Dr. Pamela Armstrong, Senior Research Fellow at Campion Hall, has been given an award from the Venetian Research Programme of the Gladys Krieble Delmas Foundation to work on Merchants of Venice at Thebes and Euripos. She will spend a month in Venice studying and recording a series of unpublished trading contracts, commenda, drawn up between Venetian merchants and landowners in Greece from the eleventh to thirteenth centuries, preserved in the Archivio di Stato in Venice. The contracts contain many types of information that span a range of historical fields, from minutiae of the lives of individuals, through prices and quantities of commodities that were being dealt, to logistics of transport. When set against the wider historical circumstances in which the Venetian merchants were operating they provide an important source of the details of everyday life that are missing from political histories, and the building blocks for a new understanding of the structures of trade operating in those centuries.

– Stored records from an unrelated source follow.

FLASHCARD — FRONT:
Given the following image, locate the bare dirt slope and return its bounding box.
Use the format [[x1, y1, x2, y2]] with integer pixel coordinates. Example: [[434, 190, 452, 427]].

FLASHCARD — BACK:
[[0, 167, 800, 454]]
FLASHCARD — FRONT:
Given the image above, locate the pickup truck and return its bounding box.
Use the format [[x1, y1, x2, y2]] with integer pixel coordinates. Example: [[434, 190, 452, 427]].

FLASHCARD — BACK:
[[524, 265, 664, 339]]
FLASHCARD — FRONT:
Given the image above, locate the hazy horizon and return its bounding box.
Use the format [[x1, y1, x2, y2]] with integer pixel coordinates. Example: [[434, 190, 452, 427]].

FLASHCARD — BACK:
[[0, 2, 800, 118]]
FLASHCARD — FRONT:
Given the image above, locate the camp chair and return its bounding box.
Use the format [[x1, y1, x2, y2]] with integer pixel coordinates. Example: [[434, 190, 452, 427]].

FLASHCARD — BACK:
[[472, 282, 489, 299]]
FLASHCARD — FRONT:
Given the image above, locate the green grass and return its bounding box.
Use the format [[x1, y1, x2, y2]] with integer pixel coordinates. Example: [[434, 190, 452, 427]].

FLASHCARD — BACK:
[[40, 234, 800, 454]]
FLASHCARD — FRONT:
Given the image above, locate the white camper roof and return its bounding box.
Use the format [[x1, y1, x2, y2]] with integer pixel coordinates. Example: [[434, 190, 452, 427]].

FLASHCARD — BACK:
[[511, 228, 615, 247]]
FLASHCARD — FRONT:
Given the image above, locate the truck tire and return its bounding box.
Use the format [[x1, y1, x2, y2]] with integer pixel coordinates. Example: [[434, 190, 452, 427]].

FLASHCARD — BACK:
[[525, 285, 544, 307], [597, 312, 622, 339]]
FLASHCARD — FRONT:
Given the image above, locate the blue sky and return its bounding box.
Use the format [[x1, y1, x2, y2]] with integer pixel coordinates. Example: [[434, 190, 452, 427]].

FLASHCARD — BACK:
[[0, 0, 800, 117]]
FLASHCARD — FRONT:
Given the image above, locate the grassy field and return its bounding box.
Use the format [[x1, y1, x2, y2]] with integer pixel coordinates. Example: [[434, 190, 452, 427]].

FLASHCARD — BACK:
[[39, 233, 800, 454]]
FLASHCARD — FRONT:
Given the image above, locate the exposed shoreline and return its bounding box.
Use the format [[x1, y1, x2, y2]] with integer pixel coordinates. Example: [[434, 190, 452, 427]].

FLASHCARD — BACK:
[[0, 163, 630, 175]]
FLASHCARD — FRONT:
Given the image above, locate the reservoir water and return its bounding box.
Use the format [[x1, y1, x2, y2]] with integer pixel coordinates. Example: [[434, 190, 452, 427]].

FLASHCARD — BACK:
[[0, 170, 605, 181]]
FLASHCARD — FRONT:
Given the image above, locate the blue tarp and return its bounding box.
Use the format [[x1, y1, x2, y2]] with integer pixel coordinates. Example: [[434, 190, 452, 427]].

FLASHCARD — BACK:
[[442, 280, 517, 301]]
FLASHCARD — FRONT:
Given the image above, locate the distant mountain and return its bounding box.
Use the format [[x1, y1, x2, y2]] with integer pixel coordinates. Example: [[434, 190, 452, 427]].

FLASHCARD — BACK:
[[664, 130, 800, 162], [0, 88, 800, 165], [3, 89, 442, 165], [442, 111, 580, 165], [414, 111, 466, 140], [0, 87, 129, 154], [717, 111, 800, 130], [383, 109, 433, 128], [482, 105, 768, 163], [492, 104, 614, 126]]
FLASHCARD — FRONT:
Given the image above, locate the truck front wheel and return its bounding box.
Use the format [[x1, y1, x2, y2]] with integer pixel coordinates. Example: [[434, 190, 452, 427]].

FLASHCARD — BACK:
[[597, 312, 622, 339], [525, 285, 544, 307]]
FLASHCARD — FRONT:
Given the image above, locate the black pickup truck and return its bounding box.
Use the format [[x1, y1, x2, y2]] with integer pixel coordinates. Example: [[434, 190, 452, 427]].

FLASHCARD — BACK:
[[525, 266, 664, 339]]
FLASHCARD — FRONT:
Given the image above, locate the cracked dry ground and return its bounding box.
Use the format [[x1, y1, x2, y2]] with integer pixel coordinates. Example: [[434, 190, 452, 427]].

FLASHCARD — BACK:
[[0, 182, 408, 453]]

Venetians began to trade in silk produced in the Greek city of Thebes from the middle of the eleventh century; within a few decades a major ceramic manufactory had been established at the nearby port of Euripos; at the beginning of the twelfth century amphora production began at Euripos for the export of local wine. Significant archaeological evidence has come to light in the past few years which suggests that the operations of the Venetian merchants at Thebes went far beyond simply buying and selling commodities, so that they were involved in instigating developments of the infrastructure that made possible the mechanics of packaging and transporting the traded goods.

The aim of the study is to collect information available in the commenda about Venetian activities in Thebes in the context of the production and export of ceramics and wine from Euripos as money-generating cargoes supplementary to the primary export commodity, silk.